Russell Kirk, though once revered on the right as a crucial link in the synthesis that made twentieth-century conservatism a viable intellectual force, was, in retrospect, a shallow thinker who said little that was original and twisted himself into self-tied knots to avoid confronting the contradictions in his worldview. That, in the essence, was the argument of my TNR review ("Contempt," July 2). Now Kirk's defenders have rushed to set the record straight. Let's see if they have improved on the intellectual shallowness of their hero.

Here are eleven arguments I made against Kirk: (1) his decision to treat only left-wing ideas as ideological is itself ideological; (2) his characterization of leftwing ideology as marked by infallibility and universality stands in contradiction to his respect for Catholicism, which believes in both; (3) his reverence for the Constitution cannot be reconciled with the Constitution's separation of church and state, not, at least, when Kirk simultaneously insists that religion is a necessary prop of social order; (4) his conviction that Southern slave-holders were virtuous men is difficult to square with their love for and defense of slavery; (5) his dismissal of the very notion of human rights would have made it difficult for him to find slavery a moral evil even had he bothered to discuss it; (6) his notion that conservatives are pragmatists contains no explanation of why pragmatists are generally liberal; (7) his defense of capitalism is in tension with his passion for tradition; (8) his case for religion is never accompanied by an argument on behalf of any particular religion, even though he does offer a discussion of why Judaism and Hellenism are inferior to Christianity; (9) his worship of John C. Calhoun's conservatism fails to appreciate how radical Calhoun was when he opted for slavery over country; (10) his sympathetic comments on Lionel Trilling conspicuously overlook the fact that Trilling was attacking him; and (11) his skepticism toward universalism gives him much in common with forms of multiculturalism today's conservatives say they oppose.

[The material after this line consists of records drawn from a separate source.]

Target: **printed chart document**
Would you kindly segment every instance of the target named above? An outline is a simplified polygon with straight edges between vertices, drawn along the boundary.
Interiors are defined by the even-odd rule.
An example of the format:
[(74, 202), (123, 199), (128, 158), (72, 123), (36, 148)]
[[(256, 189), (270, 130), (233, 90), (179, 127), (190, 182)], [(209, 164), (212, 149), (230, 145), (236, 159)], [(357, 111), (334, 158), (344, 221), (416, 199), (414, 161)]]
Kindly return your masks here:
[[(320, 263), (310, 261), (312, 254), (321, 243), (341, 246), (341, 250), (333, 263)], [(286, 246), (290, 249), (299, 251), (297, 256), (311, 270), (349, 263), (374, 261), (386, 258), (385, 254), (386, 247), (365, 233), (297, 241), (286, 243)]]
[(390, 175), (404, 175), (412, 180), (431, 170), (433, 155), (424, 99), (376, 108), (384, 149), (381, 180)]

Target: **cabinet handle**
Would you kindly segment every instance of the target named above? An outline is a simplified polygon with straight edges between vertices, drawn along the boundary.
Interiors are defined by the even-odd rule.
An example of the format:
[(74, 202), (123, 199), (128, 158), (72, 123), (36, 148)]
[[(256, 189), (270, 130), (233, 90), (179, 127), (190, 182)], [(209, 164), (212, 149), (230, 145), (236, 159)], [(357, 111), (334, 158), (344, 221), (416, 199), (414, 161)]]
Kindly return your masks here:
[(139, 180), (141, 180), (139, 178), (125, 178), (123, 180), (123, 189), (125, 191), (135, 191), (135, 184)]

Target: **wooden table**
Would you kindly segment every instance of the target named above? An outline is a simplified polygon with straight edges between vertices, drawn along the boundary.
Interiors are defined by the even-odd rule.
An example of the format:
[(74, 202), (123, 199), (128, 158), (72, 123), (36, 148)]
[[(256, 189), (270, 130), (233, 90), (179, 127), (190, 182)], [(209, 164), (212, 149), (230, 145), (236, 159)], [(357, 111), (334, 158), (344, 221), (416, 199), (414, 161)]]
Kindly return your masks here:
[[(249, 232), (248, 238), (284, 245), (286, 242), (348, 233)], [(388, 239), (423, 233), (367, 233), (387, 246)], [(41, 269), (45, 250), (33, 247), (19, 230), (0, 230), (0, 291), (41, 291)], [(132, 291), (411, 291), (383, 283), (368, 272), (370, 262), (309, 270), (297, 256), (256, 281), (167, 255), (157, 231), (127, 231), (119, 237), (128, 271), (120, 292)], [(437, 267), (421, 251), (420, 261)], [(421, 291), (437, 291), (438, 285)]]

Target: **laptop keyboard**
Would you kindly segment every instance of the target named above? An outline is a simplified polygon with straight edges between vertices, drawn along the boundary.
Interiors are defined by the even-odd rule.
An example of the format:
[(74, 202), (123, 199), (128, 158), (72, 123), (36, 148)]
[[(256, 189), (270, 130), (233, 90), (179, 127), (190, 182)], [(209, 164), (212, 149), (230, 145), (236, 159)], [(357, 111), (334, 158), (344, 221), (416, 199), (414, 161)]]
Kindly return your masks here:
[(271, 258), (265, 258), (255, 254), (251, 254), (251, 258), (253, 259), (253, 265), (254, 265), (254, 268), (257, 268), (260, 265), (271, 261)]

Eleven points--and how many responses? As far as the writers from National Review are concerned, the answer is one; that John Randolph, the slave owner Kirk admired, freed his slaves upon his death. Otherwise, these dedicated conservatives, like the radicals of the 1960s, believe that the personal is the political. Kirk, we are told at National Review Online, was not interested in wealth, was devoted to his wife and children, had a solid streak of decency, was rich in virtue, and offered his home to refugees.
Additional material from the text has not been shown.